Les Népalais se trouvent confrontés à plusieurs difficultés. D’abord, le niveau de vie de l’écrasante majorité de la population ne lui permet pas d’accéder aux soins. Ensuite, la géographie exceptionnellement accidentée du pays et le faible développement des infrastructures en dehors de Katmandou font que de nombreuses régions restent enclavées et sous-équipées. Enfin, dernier écueil et pas le moindre, « le pays manque cruellement de professionnels de santé qualifiés, surtout dans les zones rurales et de montagne », constate Sandip Khanal. Autant de raisons qui poussent cette ONG et ses volontaires venus des quatre coins du monde à œuvrer auprès de la population vivant dans les campagnes, en menant des actions de sensibilisation à l’hygiène dentaire dans les écoles mais aussi en employant leurs compétences médicales dans les dispensaires et centres de soins. En mai, l’ONG prévoyait notamment de bâtir une petite clinique dans le village de Bakhre et d’y installer un médecin permanent, avec une gratuité totale des soins.

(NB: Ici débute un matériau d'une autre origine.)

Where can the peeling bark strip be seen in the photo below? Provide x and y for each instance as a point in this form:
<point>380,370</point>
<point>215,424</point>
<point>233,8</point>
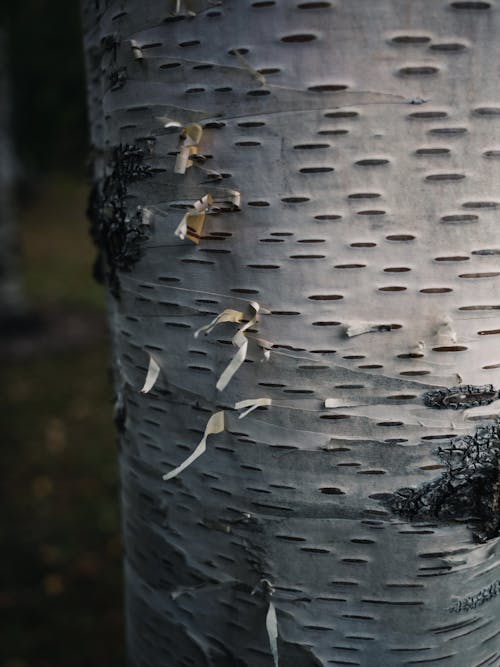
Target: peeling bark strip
<point>117,232</point>
<point>350,150</point>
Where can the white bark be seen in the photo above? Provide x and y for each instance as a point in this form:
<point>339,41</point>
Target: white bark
<point>368,164</point>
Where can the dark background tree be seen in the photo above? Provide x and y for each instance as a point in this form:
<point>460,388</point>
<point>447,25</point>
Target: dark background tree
<point>60,550</point>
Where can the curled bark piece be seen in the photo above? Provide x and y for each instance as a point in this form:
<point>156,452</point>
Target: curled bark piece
<point>152,376</point>
<point>227,315</point>
<point>252,404</point>
<point>190,138</point>
<point>358,328</point>
<point>272,631</point>
<point>241,342</point>
<point>193,220</point>
<point>214,425</point>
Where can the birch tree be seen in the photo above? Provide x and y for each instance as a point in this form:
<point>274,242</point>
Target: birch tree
<point>296,209</point>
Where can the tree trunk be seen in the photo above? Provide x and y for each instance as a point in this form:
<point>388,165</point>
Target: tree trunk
<point>327,173</point>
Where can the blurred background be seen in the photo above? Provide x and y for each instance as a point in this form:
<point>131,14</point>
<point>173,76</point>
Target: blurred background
<point>60,551</point>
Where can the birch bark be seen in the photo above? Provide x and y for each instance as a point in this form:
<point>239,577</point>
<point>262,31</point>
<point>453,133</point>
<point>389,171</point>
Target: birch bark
<point>350,151</point>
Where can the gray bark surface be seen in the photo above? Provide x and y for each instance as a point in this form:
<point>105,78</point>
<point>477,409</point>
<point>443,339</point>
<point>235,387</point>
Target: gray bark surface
<point>368,162</point>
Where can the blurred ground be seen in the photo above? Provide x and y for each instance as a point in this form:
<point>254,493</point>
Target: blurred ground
<point>60,552</point>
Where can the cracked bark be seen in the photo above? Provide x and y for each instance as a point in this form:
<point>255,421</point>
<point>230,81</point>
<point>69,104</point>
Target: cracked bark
<point>367,162</point>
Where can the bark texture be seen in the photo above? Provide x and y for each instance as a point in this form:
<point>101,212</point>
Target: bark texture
<point>361,498</point>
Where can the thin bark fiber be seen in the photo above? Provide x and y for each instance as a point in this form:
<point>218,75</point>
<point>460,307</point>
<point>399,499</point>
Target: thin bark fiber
<point>342,200</point>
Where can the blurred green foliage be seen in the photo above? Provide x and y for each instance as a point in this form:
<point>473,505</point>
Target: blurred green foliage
<point>47,82</point>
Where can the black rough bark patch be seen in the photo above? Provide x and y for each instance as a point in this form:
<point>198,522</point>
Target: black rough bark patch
<point>461,397</point>
<point>469,487</point>
<point>117,233</point>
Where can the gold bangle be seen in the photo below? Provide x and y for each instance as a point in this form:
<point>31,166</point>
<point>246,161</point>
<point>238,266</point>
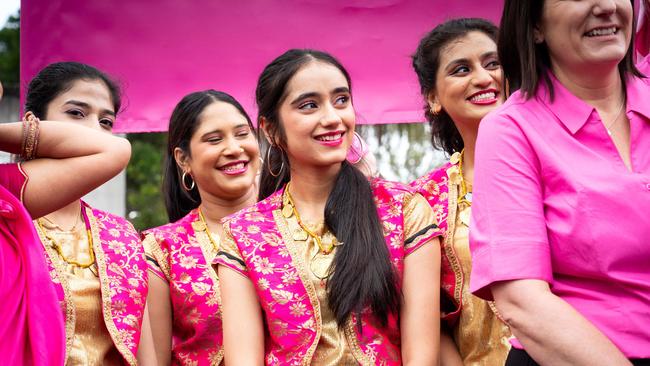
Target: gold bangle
<point>30,138</point>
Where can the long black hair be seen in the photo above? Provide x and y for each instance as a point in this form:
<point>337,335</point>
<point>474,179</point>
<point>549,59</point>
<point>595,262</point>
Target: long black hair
<point>57,78</point>
<point>361,273</point>
<point>426,62</point>
<point>525,62</point>
<point>182,125</point>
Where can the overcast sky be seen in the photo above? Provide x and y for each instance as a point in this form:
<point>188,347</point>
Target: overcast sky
<point>7,8</point>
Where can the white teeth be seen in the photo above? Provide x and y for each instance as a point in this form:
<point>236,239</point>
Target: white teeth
<point>329,137</point>
<point>234,167</point>
<point>601,32</point>
<point>483,96</point>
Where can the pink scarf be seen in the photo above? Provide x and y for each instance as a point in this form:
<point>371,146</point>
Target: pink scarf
<point>31,332</point>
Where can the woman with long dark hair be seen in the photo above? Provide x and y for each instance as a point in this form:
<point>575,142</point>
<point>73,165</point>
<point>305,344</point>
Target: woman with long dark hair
<point>95,258</point>
<point>328,268</point>
<point>460,78</point>
<point>32,330</point>
<point>211,167</point>
<point>559,231</point>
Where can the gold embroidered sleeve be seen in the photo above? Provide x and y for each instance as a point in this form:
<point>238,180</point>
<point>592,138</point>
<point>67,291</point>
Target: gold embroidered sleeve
<point>229,254</point>
<point>420,225</point>
<point>155,257</point>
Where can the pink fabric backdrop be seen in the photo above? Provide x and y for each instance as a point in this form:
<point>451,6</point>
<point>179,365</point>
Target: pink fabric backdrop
<point>161,50</point>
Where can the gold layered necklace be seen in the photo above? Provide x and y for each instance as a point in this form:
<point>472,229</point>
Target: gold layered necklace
<point>58,248</point>
<point>207,231</point>
<point>464,195</point>
<point>289,209</point>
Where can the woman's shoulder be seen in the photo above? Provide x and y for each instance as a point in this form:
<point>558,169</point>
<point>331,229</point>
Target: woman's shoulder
<point>255,212</point>
<point>172,229</point>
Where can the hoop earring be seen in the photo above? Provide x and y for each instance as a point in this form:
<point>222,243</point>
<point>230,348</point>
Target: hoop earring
<point>185,187</point>
<point>268,159</point>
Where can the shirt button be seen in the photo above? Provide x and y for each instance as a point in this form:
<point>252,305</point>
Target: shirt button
<point>7,210</point>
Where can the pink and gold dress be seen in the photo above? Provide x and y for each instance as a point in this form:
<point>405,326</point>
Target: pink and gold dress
<point>289,272</point>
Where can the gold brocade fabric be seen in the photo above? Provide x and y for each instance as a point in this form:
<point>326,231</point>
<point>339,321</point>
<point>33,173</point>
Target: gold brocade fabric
<point>92,344</point>
<point>333,348</point>
<point>482,338</point>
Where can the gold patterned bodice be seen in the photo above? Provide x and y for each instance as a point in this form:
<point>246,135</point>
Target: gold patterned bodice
<point>333,348</point>
<point>92,343</point>
<point>481,337</point>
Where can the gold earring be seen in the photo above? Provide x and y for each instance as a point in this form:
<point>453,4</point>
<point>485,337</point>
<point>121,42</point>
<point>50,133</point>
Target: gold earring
<point>185,187</point>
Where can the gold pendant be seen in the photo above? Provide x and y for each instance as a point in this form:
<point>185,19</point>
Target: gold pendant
<point>464,216</point>
<point>287,211</point>
<point>299,234</point>
<point>198,226</point>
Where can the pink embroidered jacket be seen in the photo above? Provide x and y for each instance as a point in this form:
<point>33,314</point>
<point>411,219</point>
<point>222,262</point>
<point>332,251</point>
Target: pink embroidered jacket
<point>288,297</point>
<point>122,276</point>
<point>435,188</point>
<point>184,254</point>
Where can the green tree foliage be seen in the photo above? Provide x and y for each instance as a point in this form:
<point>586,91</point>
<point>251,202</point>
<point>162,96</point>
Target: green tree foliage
<point>10,54</point>
<point>144,202</point>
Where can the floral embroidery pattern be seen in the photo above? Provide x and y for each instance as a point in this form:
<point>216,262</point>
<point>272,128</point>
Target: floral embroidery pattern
<point>184,253</point>
<point>287,295</point>
<point>439,188</point>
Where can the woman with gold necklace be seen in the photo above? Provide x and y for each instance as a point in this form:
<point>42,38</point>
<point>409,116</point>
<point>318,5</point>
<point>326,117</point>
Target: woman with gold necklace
<point>321,269</point>
<point>211,168</point>
<point>95,258</point>
<point>460,77</point>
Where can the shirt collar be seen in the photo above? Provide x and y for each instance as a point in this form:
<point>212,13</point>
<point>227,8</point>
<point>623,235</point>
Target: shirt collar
<point>638,96</point>
<point>572,111</point>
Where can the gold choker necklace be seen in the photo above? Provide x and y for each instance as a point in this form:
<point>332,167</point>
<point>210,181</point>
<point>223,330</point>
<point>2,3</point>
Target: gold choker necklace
<point>58,248</point>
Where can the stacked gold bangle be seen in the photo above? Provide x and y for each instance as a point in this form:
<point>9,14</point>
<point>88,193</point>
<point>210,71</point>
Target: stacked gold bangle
<point>30,138</point>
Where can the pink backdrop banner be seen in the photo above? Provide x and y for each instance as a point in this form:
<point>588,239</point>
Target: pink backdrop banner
<point>160,50</point>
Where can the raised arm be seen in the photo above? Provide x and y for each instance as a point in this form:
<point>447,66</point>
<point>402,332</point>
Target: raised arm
<point>71,160</point>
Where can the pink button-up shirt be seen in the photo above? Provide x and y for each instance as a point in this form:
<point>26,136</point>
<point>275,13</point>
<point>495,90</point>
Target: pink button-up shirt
<point>553,201</point>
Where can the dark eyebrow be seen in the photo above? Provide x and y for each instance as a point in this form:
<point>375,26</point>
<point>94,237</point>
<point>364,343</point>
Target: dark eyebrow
<point>465,61</point>
<point>87,106</point>
<point>220,131</point>
<point>339,90</point>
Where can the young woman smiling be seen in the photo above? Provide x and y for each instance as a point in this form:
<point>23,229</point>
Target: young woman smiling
<point>460,77</point>
<point>560,231</point>
<point>211,168</point>
<point>320,270</point>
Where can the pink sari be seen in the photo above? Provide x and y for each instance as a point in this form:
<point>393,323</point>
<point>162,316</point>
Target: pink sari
<point>31,332</point>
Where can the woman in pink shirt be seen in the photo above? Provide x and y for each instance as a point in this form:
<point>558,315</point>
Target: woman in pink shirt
<point>560,228</point>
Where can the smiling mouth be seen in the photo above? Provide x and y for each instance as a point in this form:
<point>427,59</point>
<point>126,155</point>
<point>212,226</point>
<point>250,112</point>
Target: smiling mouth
<point>602,32</point>
<point>484,96</point>
<point>331,137</point>
<point>234,167</point>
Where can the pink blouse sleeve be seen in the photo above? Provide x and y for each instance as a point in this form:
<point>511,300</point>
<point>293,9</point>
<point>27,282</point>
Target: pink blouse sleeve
<point>13,179</point>
<point>508,238</point>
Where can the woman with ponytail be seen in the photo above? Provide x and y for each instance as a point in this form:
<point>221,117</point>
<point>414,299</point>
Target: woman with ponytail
<point>211,167</point>
<point>328,268</point>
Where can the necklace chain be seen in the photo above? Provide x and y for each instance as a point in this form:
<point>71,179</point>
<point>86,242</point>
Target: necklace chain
<point>59,250</point>
<point>317,238</point>
<point>464,196</point>
<point>207,231</point>
<point>612,122</point>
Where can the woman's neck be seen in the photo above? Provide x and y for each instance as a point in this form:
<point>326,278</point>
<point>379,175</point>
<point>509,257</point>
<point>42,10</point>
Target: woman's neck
<point>600,88</point>
<point>468,133</point>
<point>310,188</point>
<point>214,208</point>
<point>66,217</point>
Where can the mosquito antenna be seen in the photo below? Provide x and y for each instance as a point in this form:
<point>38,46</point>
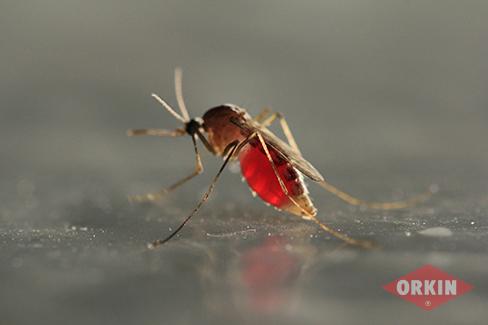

VORD essaye par tous les moyens – notamment la promotion via Internet – d’attirer au Népal des volontaires étrangers compétents, qu’ils soient chirurgiens-dentistes diplômés ou étudiants. Et même si la santé bucco-dentaire de la population népalaise vivant dans les zones rurales ne s’améliorera sans doute que très lentement, il convient de saluer sans réserve les efforts déployés par cette ONG en faveur de ses compatriotes.